Large Scale CVR Prediction through Dynamic Transfer Learning of Global and Local Features

This paper presents a combination of strategies for conversion rate (CVR) prediction deployed at the Yahoo! demand side platform (DSP) Brightroll, targeting at modeling extremely high dimensional, sparse data with limited human intervention. We propose a novel probabilistic generative model by tightly integrating components of natural language processing, dynamic transfer learning and scalable prediction, named Dynamic Transfer Learning with Reinforced W ord M odeling (a.k.a. Trans-RWM ) to predict user conversion rates. Our model is based on assumptions that: on a higher level, information can be transferable between related campaigns; on a lower level, users who searched similar contents or browsed similar pages would have a higher probability of sharing similar latent purchase interests.
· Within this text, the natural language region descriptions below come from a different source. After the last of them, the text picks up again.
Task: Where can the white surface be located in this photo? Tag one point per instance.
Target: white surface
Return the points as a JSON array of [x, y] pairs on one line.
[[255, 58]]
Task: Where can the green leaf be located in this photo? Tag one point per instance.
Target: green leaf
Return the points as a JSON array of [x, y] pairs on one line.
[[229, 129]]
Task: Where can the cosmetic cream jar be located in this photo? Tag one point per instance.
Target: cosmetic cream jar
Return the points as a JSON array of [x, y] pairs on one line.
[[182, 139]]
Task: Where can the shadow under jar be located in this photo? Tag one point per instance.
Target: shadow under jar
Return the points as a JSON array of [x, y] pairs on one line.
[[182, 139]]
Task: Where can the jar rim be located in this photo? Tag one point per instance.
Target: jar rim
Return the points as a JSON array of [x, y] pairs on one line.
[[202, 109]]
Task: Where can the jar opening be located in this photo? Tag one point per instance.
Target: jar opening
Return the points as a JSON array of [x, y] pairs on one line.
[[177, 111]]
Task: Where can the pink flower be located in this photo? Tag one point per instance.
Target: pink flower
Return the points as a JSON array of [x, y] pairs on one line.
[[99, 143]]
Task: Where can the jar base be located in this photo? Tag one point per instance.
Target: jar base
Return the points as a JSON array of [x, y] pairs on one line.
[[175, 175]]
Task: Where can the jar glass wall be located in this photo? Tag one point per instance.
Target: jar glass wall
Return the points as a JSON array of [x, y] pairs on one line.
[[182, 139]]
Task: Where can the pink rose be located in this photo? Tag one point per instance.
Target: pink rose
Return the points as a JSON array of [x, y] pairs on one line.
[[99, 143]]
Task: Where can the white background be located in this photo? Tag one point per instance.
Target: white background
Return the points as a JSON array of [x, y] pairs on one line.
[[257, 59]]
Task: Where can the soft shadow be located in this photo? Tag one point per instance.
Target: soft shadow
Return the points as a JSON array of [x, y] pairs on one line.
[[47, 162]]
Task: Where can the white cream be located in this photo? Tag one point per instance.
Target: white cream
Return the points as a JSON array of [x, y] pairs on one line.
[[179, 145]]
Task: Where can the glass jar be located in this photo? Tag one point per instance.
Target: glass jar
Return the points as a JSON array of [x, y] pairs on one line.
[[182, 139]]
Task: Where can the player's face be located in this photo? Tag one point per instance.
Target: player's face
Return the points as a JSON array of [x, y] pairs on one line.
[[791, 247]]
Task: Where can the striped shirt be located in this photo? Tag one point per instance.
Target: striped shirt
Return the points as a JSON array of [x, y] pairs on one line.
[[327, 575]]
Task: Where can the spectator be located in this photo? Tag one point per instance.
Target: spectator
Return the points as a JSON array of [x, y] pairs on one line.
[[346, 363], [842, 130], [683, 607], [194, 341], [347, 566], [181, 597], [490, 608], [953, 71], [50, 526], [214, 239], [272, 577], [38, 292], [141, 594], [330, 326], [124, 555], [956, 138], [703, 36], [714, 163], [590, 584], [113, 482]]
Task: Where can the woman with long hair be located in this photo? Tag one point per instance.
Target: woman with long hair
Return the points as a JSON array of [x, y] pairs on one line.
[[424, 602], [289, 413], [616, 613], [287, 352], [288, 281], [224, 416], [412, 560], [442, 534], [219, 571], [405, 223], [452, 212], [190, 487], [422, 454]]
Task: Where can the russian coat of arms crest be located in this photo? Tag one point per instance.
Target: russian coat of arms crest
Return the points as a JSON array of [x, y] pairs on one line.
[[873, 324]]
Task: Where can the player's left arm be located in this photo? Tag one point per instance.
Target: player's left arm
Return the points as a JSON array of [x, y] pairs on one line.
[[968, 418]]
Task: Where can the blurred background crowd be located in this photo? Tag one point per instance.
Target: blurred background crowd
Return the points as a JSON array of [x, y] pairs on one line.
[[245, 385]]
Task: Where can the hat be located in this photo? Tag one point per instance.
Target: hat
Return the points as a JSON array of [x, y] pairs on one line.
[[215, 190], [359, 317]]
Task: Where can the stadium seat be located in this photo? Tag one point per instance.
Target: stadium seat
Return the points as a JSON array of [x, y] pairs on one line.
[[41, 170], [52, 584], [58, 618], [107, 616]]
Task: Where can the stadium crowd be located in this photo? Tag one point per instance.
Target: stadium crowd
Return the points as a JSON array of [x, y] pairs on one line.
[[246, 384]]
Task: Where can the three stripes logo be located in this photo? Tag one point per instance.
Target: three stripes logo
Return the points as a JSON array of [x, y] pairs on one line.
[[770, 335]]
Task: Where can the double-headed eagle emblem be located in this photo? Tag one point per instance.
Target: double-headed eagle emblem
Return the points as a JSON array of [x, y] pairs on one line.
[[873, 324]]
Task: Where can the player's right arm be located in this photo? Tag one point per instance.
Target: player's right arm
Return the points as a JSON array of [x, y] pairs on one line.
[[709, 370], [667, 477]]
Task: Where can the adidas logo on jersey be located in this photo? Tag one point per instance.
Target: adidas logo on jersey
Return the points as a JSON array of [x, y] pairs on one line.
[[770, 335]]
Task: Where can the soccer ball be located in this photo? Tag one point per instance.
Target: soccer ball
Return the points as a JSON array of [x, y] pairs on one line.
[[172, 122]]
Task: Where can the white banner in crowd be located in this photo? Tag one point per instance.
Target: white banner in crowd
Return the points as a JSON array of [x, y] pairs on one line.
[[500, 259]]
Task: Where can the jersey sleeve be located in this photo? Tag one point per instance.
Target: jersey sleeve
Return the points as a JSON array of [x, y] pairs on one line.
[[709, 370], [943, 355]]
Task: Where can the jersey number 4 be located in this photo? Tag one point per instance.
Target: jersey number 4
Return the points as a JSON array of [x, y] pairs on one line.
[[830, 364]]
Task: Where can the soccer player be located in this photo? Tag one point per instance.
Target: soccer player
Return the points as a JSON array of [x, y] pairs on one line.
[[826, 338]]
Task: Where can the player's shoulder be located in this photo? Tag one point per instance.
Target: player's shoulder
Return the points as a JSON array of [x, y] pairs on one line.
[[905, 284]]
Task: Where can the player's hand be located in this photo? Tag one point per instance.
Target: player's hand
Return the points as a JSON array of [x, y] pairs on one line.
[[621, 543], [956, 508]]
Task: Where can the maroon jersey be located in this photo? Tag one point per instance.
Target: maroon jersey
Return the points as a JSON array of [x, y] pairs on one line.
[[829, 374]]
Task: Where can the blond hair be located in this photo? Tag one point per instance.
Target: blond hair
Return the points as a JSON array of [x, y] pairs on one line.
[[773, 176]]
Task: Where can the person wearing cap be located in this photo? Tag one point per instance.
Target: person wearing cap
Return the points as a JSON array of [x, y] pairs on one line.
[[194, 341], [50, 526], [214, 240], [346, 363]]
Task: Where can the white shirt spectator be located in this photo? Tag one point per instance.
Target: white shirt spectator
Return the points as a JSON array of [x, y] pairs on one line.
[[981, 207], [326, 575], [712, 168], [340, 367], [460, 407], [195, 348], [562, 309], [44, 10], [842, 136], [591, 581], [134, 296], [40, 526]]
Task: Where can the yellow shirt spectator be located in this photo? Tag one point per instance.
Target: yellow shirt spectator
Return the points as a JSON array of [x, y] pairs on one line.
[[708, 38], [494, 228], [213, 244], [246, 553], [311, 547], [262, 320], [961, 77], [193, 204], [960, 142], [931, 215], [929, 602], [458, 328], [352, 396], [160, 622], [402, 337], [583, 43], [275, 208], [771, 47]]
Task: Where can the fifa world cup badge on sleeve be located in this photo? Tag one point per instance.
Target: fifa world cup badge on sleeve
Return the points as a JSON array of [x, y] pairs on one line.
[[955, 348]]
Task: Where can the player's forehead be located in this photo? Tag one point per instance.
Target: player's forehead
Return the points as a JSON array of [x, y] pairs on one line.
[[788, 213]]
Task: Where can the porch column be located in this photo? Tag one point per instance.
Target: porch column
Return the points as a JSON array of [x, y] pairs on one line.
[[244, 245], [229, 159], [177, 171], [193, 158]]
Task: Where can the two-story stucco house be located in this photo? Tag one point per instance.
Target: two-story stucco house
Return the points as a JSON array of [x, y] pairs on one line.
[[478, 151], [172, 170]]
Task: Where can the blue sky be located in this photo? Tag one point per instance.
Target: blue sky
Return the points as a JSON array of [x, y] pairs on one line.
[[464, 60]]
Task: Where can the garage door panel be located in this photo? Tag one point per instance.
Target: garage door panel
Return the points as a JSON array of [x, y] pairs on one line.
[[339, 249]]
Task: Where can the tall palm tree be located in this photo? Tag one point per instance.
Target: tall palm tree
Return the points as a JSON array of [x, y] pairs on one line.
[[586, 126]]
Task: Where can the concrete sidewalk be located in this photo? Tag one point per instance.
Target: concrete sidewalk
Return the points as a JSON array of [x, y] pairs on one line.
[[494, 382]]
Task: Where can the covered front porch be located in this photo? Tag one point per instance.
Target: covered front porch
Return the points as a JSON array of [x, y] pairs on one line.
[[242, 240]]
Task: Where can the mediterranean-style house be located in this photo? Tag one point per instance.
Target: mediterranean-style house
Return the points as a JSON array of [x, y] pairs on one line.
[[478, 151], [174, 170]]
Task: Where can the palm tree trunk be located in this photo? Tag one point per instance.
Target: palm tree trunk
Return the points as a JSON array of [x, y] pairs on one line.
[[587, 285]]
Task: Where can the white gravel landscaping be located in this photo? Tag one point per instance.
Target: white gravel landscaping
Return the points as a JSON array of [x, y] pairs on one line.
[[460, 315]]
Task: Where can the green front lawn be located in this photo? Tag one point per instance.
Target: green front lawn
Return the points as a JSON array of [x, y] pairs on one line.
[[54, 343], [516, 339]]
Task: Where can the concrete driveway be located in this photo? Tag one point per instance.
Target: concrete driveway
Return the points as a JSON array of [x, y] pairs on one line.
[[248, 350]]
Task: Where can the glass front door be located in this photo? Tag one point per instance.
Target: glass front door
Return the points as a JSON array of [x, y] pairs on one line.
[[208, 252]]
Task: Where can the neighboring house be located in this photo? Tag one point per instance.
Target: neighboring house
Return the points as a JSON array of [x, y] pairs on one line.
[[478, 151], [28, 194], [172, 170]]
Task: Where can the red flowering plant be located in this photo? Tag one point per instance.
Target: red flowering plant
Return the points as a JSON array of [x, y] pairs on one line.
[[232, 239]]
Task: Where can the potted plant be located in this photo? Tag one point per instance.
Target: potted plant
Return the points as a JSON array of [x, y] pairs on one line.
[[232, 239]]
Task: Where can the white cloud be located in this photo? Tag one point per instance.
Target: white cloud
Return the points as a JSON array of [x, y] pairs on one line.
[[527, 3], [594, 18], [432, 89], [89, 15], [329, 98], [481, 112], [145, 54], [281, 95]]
Novelties of this framework include (i) A novel natural language modeling specifically tailored for semantic inputs of CVR prediction; (ii) A Bayesian transfer learning model to dynamically transfer the knowledge from source to the future target ; (iii) An automatic new updating rule with adaptive regularization using Stochastic Gradient Monte Carlo to support the efficient updating of Trans-RWM in high-dimensional and sparse data. We demonstrate that on Brightroll our framework can effectively discriminate extremely rare events in terms of their conversion propensity.